VoltaGrid Raises $1 Billion From Blackstone and Halliburton at More Than $10 Billion Valuation, Acquires Propell to Bring AI-Data-Center Power in House
Houston gas-microgrid maker VoltaGrid took $775M in primary and $225M in secondary from Blackstone Tactical Opportunities and Halliburton, and is buying its main supplier Propell to lock in a 7.5 GW order book through 2030.
Overview
VoltaGrid, a Houston-based maker of gas-powered microgrids that supply behind-the-meter power to AI data centers, announced on May 11 a $1.0 billion strategic equity investment from Blackstone Tactical Opportunities and Halliburton, alongside a definitive agreement to acquire its primary manufacturing partner Propell Energy Technology, according to the company’s Blackstone-issued press release. Both transactions are expected to close in mid-2026.
What We Know
The $1 billion is split into a $775 million primary capital raise and a $225 million secondary purchase from existing investors, the Blackstone release and the GlobeNewswire distribution confirm. According to a Bloomberg report carried on Bloomberg Law, the deal values VoltaGrid at more than $10 billion, with Blackstone’s Tactical Opportunities strategy and Halliburton “injecting $775 million of fresh capital and buying $225 million from existing shareholders.”
Proceeds will go toward accelerating deployment of VoltaGrid’s behind-the-meter power generation for data centers, microgrids, and industrial applications, per GlobeNewswire. The company says its current order book stands at roughly 7.5 GW through 2030.
Nathan Ough, VoltaGrid’s founder and chief executive officer, framed the round as validation of the company’s positioning. “This partnership with Blackstone is a powerful endorsement of the platform we have built and the role VoltaGrid is playing,” Ough said in the Blackstone release. William Nicholson, a managing director at Blackstone, said VoltaGrid is “a highly differentiated platform addressing one of the most important infrastructure needs of the AI era: reliable power.” Halliburton president and chief executive officer Jeff Miller said the investment “reflects our shared focus on long-term solutions for the world’s most demanding power environments.”
The Propell Acquisition
In parallel with the equity round, VoltaGrid signed a definitive agreement to acquire Propell Energy Technology and its affiliates, the GlobeNewswire release states. Propell, founded in 1978 and employing approximately 1,000 people across the United States and Canada, has been the principal manufacturing partner for VoltaGrid’s QPac platform, a high-inertia power product developed for AI data center loads.

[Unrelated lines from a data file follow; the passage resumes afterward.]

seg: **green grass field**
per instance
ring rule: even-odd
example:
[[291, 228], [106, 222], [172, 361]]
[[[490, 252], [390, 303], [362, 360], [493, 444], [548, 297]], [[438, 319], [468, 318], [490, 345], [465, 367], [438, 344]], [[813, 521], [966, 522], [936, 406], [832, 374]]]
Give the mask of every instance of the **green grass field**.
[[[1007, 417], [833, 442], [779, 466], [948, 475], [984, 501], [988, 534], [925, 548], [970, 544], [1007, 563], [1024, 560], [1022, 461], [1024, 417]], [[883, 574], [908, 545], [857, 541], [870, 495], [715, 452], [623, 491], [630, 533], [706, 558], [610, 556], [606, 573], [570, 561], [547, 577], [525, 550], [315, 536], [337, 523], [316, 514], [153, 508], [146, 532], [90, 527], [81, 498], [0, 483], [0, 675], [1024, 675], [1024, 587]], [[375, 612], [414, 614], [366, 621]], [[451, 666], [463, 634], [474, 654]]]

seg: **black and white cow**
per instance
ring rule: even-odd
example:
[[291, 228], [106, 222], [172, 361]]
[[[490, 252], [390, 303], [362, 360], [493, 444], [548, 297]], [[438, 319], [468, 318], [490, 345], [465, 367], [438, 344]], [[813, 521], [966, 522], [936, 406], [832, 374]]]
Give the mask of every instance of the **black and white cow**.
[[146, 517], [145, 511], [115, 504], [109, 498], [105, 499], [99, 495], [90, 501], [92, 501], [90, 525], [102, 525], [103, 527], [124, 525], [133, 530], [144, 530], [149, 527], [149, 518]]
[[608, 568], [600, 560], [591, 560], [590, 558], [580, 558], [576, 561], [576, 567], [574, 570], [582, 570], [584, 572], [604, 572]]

The combined company is targeting a production capacity of approximately 300 MW per month — counting both reciprocating engines and turbines — across Propell’s main facility in Granbury, Texas, and two additional next-generation automated manufacturing plants being added there. EnergyNow, summarizing the Bloomberg report, said the acquisition is “expected to materially reduce execution risk across VoltaGrid’s 7.5 gigawatt order book between now and 2030.”
Financial Context
According to EnergyNow, which cites Fitch Ratings, VoltaGrid’s annual EBITDA is projected to grow to approximately $1.1 billion by 2028, a more than five-fold increase from 2024. The same report describes Blackstone’s Tactical Opportunities as contributing roughly 90 percent of the combined $1 billion, with Halliburton supplying the remainder. VoltaGrid had been exploring either a sale or an initial public offering before settling on the strategic equity round, EnergyNow adds.
Tech Startups, summarizing coverage of the deal, frames the broader thesis as AI infrastructure increasingly being constrained by power availability rather than chip supply, making rapidly deployable on-site generation a strategic asset for hyperscalers and startups racing to bring new compute online.
What We Don’t Know
Neither the Blackstone release nor the GlobeNewswire distribution discloses the purchase price for the Propell acquisition or the exact post-money valuation. Bloomberg’s reporting, carried on Bloomberg Law, characterizes the valuation only as “more than $10 billion,” without a precise number. The named customers underpinning the 7.5 GW order book were not disclosed in any of the announcements, and the breakdown between Blackstone’s $775 million in primary capital and any direct Halliburton primary check has not been published in the materials reviewed.